JavaEEDeveloper hat gesagt.:


> Oder Sollte ich hier Seam-Security verwenden?


Wäre eine Möglichkeit. Das ist ein Layer, der auf JAAS aufbaut. Könnte aber auch "oversized" sein, wenn du die Funktionalität (z.B. SingleSignOn, ...) gar nicht benötigst.


----------



## freez (28. Sep 2012)

JavaEEDeveloper hat gesagt.:


> Und wie füge ich Rollen dem Container zur Laufzeit hinzu?



Ist etwas komisch gefragt. Rollen sollten ja bereits in deiner Anwendung definiert sein, was sie dürfen. Also an was willst du genau schrauben? Ein Sicherheitskonzept, welches die Konfiguration aus der Datenbank zieht?



JavaEEDeveloper hat gesagt.:


> wie füge ich einem User eine Rolle zur Laufzeit hinzu?

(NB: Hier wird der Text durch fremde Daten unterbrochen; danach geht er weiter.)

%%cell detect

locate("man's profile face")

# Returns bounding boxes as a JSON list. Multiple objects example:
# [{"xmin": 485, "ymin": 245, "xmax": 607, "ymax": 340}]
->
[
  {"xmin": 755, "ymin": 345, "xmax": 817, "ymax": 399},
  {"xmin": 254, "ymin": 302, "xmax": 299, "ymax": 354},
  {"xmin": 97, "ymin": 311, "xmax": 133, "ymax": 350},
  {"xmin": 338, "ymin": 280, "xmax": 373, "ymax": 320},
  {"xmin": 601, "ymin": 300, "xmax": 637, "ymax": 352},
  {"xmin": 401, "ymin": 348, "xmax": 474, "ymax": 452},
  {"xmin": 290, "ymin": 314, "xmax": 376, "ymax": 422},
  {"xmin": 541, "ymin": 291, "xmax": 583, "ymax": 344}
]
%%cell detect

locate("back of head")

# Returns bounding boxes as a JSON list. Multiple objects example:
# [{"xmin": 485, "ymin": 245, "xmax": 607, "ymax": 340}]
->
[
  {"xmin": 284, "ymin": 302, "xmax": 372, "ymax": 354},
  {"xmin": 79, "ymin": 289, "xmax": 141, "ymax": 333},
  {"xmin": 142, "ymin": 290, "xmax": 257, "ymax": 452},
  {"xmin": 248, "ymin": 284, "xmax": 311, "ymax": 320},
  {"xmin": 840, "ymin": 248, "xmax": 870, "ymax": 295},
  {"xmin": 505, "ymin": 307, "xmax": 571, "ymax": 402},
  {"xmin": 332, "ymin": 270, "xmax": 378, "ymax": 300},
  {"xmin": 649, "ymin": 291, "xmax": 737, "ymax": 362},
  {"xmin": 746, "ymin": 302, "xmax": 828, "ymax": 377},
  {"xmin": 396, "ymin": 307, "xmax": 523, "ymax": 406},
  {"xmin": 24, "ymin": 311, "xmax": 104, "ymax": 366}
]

Na dass ist ja mal einfach . Sinnvollerweise nutzt du eine Datenbank oder LDAP und fügst einen User hinzu und definierst welche Rolle er in deiner Anwendung erhält. Die Rolle muss dafür bereits in der Anwendung bekannt sein. Bei der nächste Anmeldung ist der User mit seiner Rolle in der Anwendung bekannt.


----------